DeCinces, 66, and Parker will remain free until they are sentenced. A hearing date was not immediately set.
At the time of the merger, Advanced Medical Optics had seen its stock price plunge from more than $30 per share to under $10 in the wake of the 2008 Wall Street crash. It more than doubled after the merger was announced.
”Even though everyone else was losing, they won,” Assistant U.S. Attorney Jennifer L. Waier said in closing arguments on Tuesday. ”They won big. They won because they knew tomorrow’s news today.”
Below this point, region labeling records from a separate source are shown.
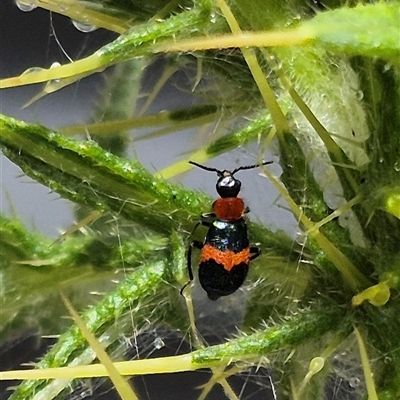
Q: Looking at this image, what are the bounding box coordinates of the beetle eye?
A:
[218,175,235,187]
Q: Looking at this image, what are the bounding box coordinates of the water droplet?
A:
[356,90,364,100]
[71,19,97,33]
[15,0,37,12]
[383,63,392,72]
[349,377,360,388]
[153,337,165,350]
[269,56,282,70]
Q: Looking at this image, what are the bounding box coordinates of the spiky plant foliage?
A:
[0,0,400,400]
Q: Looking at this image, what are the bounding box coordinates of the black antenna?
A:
[231,161,273,175]
[189,161,222,175]
[189,161,273,176]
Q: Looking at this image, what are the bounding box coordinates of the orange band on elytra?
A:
[200,244,250,271]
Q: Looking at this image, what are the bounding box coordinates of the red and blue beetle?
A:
[181,161,272,300]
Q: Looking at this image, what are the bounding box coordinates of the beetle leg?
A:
[180,239,203,296]
[250,246,261,260]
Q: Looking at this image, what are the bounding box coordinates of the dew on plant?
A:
[71,19,97,33]
[15,0,37,12]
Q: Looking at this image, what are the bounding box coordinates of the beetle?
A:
[181,161,272,300]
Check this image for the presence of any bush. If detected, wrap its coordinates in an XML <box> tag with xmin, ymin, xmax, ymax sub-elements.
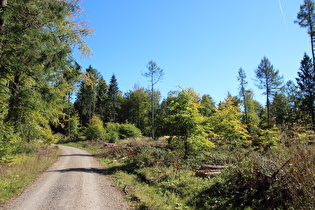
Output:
<box><xmin>85</xmin><ymin>116</ymin><xmax>105</xmax><ymax>140</ymax></box>
<box><xmin>105</xmin><ymin>123</ymin><xmax>120</xmax><ymax>143</ymax></box>
<box><xmin>197</xmin><ymin>144</ymin><xmax>315</xmax><ymax>209</ymax></box>
<box><xmin>105</xmin><ymin>123</ymin><xmax>142</xmax><ymax>143</ymax></box>
<box><xmin>0</xmin><ymin>124</ymin><xmax>22</xmax><ymax>162</ymax></box>
<box><xmin>119</xmin><ymin>124</ymin><xmax>142</xmax><ymax>139</ymax></box>
<box><xmin>130</xmin><ymin>147</ymin><xmax>176</xmax><ymax>168</ymax></box>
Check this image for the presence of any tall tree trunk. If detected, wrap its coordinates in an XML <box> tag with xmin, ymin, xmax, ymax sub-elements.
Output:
<box><xmin>0</xmin><ymin>0</ymin><xmax>7</xmax><ymax>32</ymax></box>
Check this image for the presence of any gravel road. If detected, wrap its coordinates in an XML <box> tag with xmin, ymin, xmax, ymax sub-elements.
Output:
<box><xmin>3</xmin><ymin>146</ymin><xmax>128</xmax><ymax>210</ymax></box>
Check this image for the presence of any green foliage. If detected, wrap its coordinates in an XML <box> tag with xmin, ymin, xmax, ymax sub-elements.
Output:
<box><xmin>164</xmin><ymin>88</ymin><xmax>214</xmax><ymax>156</ymax></box>
<box><xmin>105</xmin><ymin>122</ymin><xmax>142</xmax><ymax>143</ymax></box>
<box><xmin>129</xmin><ymin>146</ymin><xmax>176</xmax><ymax>168</ymax></box>
<box><xmin>197</xmin><ymin>145</ymin><xmax>315</xmax><ymax>209</ymax></box>
<box><xmin>85</xmin><ymin>116</ymin><xmax>105</xmax><ymax>140</ymax></box>
<box><xmin>253</xmin><ymin>127</ymin><xmax>281</xmax><ymax>151</ymax></box>
<box><xmin>0</xmin><ymin>124</ymin><xmax>21</xmax><ymax>163</ymax></box>
<box><xmin>119</xmin><ymin>123</ymin><xmax>142</xmax><ymax>139</ymax></box>
<box><xmin>209</xmin><ymin>97</ymin><xmax>250</xmax><ymax>146</ymax></box>
<box><xmin>105</xmin><ymin>122</ymin><xmax>120</xmax><ymax>143</ymax></box>
<box><xmin>0</xmin><ymin>147</ymin><xmax>59</xmax><ymax>206</ymax></box>
<box><xmin>121</xmin><ymin>87</ymin><xmax>151</xmax><ymax>135</ymax></box>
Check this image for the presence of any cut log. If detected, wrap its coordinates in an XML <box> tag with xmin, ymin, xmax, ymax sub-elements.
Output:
<box><xmin>200</xmin><ymin>164</ymin><xmax>226</xmax><ymax>170</ymax></box>
<box><xmin>113</xmin><ymin>156</ymin><xmax>127</xmax><ymax>163</ymax></box>
<box><xmin>104</xmin><ymin>143</ymin><xmax>120</xmax><ymax>147</ymax></box>
<box><xmin>196</xmin><ymin>170</ymin><xmax>222</xmax><ymax>178</ymax></box>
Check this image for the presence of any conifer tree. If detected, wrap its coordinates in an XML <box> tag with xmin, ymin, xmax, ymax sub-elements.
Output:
<box><xmin>108</xmin><ymin>74</ymin><xmax>121</xmax><ymax>123</ymax></box>
<box><xmin>294</xmin><ymin>0</ymin><xmax>315</xmax><ymax>71</ymax></box>
<box><xmin>237</xmin><ymin>68</ymin><xmax>248</xmax><ymax>124</ymax></box>
<box><xmin>0</xmin><ymin>0</ymin><xmax>91</xmax><ymax>144</ymax></box>
<box><xmin>144</xmin><ymin>60</ymin><xmax>164</xmax><ymax>139</ymax></box>
<box><xmin>74</xmin><ymin>66</ymin><xmax>99</xmax><ymax>126</ymax></box>
<box><xmin>296</xmin><ymin>53</ymin><xmax>315</xmax><ymax>127</ymax></box>
<box><xmin>255</xmin><ymin>57</ymin><xmax>283</xmax><ymax>127</ymax></box>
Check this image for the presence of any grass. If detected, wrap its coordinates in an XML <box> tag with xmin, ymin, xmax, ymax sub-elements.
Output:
<box><xmin>64</xmin><ymin>138</ymin><xmax>315</xmax><ymax>209</ymax></box>
<box><xmin>0</xmin><ymin>147</ymin><xmax>59</xmax><ymax>206</ymax></box>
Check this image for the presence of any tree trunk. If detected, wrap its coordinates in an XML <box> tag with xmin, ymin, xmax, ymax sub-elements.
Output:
<box><xmin>0</xmin><ymin>0</ymin><xmax>7</xmax><ymax>32</ymax></box>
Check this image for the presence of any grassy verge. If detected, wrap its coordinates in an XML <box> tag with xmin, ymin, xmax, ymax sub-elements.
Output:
<box><xmin>64</xmin><ymin>139</ymin><xmax>315</xmax><ymax>209</ymax></box>
<box><xmin>0</xmin><ymin>147</ymin><xmax>59</xmax><ymax>206</ymax></box>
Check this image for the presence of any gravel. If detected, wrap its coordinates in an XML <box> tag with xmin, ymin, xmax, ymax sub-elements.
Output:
<box><xmin>3</xmin><ymin>145</ymin><xmax>129</xmax><ymax>210</ymax></box>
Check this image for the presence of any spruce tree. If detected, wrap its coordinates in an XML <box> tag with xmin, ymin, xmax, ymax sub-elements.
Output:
<box><xmin>294</xmin><ymin>0</ymin><xmax>315</xmax><ymax>71</ymax></box>
<box><xmin>255</xmin><ymin>57</ymin><xmax>283</xmax><ymax>127</ymax></box>
<box><xmin>296</xmin><ymin>53</ymin><xmax>315</xmax><ymax>127</ymax></box>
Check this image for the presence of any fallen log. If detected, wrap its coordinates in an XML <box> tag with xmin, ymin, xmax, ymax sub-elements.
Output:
<box><xmin>112</xmin><ymin>156</ymin><xmax>128</xmax><ymax>163</ymax></box>
<box><xmin>200</xmin><ymin>164</ymin><xmax>226</xmax><ymax>170</ymax></box>
<box><xmin>196</xmin><ymin>170</ymin><xmax>222</xmax><ymax>178</ymax></box>
<box><xmin>103</xmin><ymin>143</ymin><xmax>120</xmax><ymax>147</ymax></box>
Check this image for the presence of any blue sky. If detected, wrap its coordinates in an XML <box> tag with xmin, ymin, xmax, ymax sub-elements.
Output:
<box><xmin>75</xmin><ymin>0</ymin><xmax>310</xmax><ymax>103</ymax></box>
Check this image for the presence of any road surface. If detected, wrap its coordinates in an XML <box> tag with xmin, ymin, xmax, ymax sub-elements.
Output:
<box><xmin>3</xmin><ymin>146</ymin><xmax>128</xmax><ymax>210</ymax></box>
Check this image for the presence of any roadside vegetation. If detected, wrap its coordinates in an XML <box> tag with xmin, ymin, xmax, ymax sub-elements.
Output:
<box><xmin>0</xmin><ymin>145</ymin><xmax>59</xmax><ymax>207</ymax></box>
<box><xmin>0</xmin><ymin>0</ymin><xmax>315</xmax><ymax>209</ymax></box>
<box><xmin>65</xmin><ymin>133</ymin><xmax>315</xmax><ymax>209</ymax></box>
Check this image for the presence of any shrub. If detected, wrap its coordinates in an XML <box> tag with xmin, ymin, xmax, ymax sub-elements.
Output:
<box><xmin>105</xmin><ymin>123</ymin><xmax>120</xmax><ymax>143</ymax></box>
<box><xmin>0</xmin><ymin>124</ymin><xmax>21</xmax><ymax>162</ymax></box>
<box><xmin>119</xmin><ymin>123</ymin><xmax>142</xmax><ymax>139</ymax></box>
<box><xmin>130</xmin><ymin>147</ymin><xmax>176</xmax><ymax>168</ymax></box>
<box><xmin>85</xmin><ymin>116</ymin><xmax>105</xmax><ymax>140</ymax></box>
<box><xmin>105</xmin><ymin>123</ymin><xmax>142</xmax><ymax>143</ymax></box>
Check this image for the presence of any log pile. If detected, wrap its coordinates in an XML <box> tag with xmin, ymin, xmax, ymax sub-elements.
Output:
<box><xmin>196</xmin><ymin>164</ymin><xmax>226</xmax><ymax>178</ymax></box>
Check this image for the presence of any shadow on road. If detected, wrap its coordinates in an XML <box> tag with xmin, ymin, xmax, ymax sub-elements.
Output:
<box><xmin>47</xmin><ymin>168</ymin><xmax>105</xmax><ymax>175</ymax></box>
<box><xmin>59</xmin><ymin>154</ymin><xmax>95</xmax><ymax>157</ymax></box>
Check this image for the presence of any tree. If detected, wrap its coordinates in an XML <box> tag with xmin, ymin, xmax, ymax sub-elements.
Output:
<box><xmin>144</xmin><ymin>60</ymin><xmax>164</xmax><ymax>139</ymax></box>
<box><xmin>74</xmin><ymin>66</ymin><xmax>99</xmax><ymax>126</ymax></box>
<box><xmin>108</xmin><ymin>74</ymin><xmax>120</xmax><ymax>123</ymax></box>
<box><xmin>209</xmin><ymin>96</ymin><xmax>248</xmax><ymax>146</ymax></box>
<box><xmin>255</xmin><ymin>57</ymin><xmax>283</xmax><ymax>127</ymax></box>
<box><xmin>296</xmin><ymin>54</ymin><xmax>315</xmax><ymax>129</ymax></box>
<box><xmin>237</xmin><ymin>68</ymin><xmax>248</xmax><ymax>124</ymax></box>
<box><xmin>85</xmin><ymin>116</ymin><xmax>105</xmax><ymax>140</ymax></box>
<box><xmin>270</xmin><ymin>93</ymin><xmax>290</xmax><ymax>125</ymax></box>
<box><xmin>199</xmin><ymin>95</ymin><xmax>215</xmax><ymax>117</ymax></box>
<box><xmin>284</xmin><ymin>80</ymin><xmax>301</xmax><ymax>123</ymax></box>
<box><xmin>243</xmin><ymin>90</ymin><xmax>263</xmax><ymax>137</ymax></box>
<box><xmin>121</xmin><ymin>86</ymin><xmax>151</xmax><ymax>134</ymax></box>
<box><xmin>294</xmin><ymin>0</ymin><xmax>315</xmax><ymax>71</ymax></box>
<box><xmin>95</xmin><ymin>76</ymin><xmax>109</xmax><ymax>122</ymax></box>
<box><xmin>164</xmin><ymin>88</ymin><xmax>214</xmax><ymax>158</ymax></box>
<box><xmin>0</xmin><ymin>0</ymin><xmax>91</xmax><ymax>144</ymax></box>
DeCinces even called his broker while his father lay dying in the hospital, prosecutors said.
The defense denied the allegations and accused the government of conducting a biased and shoddy investigation.
Prosecutors offered more than two dozen witnesses during the two-month trial, but defense lawyers argued none of them directly implicated DeCinces or his co-defendants.
DeCinces earlier faced civil charges of insider trading. He settled that case in 2011 by agreeing to pay $2.5 million to the U.S. Securities and Exchange Commission.
DeCinces spent 15 years in the major leagues, recording 1,505 hits and 237 home runs. He played for the Orioles from 1973 to 1982, when he was traded to the Angels. He was on the American League All-Star team in 1983.
The Angels released DeCinces in 1987, and he played four games for the St. Louis Cardinals that season. The next year he played for Tokyo’s Yakult Swallows in Japan. But he didn’t finish the season because of back problems and then retired.